2. Establish a safe sanctuary. In the event you can’t take your cats with you and it’s dangerous to leave them in your home, don’t just abandon them! Tsarina Sassputin will not be any happier in a flooded home than you would be! Since disaster shelters set up for hoomans might not accept animals, you’ll need to have a plan for where to take her ahead of time. Ask your vet or local animal shelter where you can find emergency housing for cats. Ask friends and family if they would be willing to house your cat in an emergency situation.

3. Set aside a stock of extra food and supplies. Just as you should have a two-week emergency supply of imperishable foods for the people in your home, you should also have a supply of cat food set aside. Canned foods in pop-top containers will fare the best in most disaster situations and will keep longer than dry food.

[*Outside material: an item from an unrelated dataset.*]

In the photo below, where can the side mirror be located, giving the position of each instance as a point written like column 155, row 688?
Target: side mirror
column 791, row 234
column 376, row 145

ASPCA also recommends having these items on hand in your disaster-preparedness kit:

Pet first-aid kit and guide book, disposable litter trays, extra litter, liquid dish soap and disinfectant, disposable garbage bags, feeding dishes, extra harness and leash, photocopies of medical records and a waterproof container with a two-week supply of any medicine your pet requires (remember to rotate out if it's perishable), bottled water (7 days' worth for each person and pet), a traveling bag, crate or sturdy carrier, flashlight, blanket (for scooping up a fearful pet), recent photos of your pets, pillowcase or EvackSack, toys, scoopable litter.

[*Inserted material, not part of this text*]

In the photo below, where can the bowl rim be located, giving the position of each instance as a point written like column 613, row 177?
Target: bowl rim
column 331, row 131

4. Arrange for a temporary cat nanny. Pick someone trustworthy and local who has a heart for cats. Give them a set of keys and email them instructions for feeding and caring for Chief Petty Officer Flufflesworth. Neighbors who also have pets are ideal for this role because you can swap nanny duties depending on who has survived and who’s stuck beneath the rubble. While we’re on the topic, it’s also a good idea to select a permanent replacement parent for your cat should you happen to be cruising the Alaskan Way viaduct when the Big One hits and just not make it back. Consider people in your life who genuinely love animals and especially cats, and also you. Make sure they understand your expectations and that they are to give your cat a comfortable forever home should anything happen to you – otherwise you’ll haunt their ass for eternity.

You might also consider a pet trust.

5. Microchip Mr. Biggles. Despite all your planning, you could still be separated from your pet in a disaster situation. The best thing you can do to guarantee finding him again is to get your cat microchipped. The procedure is done by your vet and involves inserting a small computer chip (about the size of a rice grain) under your cat’s skin. Most cats don’t mind it. The chip contains your cat's identifying information and can be read by a special scanner, which most shelters have. If permanent identification isn’t an option for you, make sure your cat wears a collar and tags with up-to-date information.

Now you’re all set for the apocalypse. Good luck!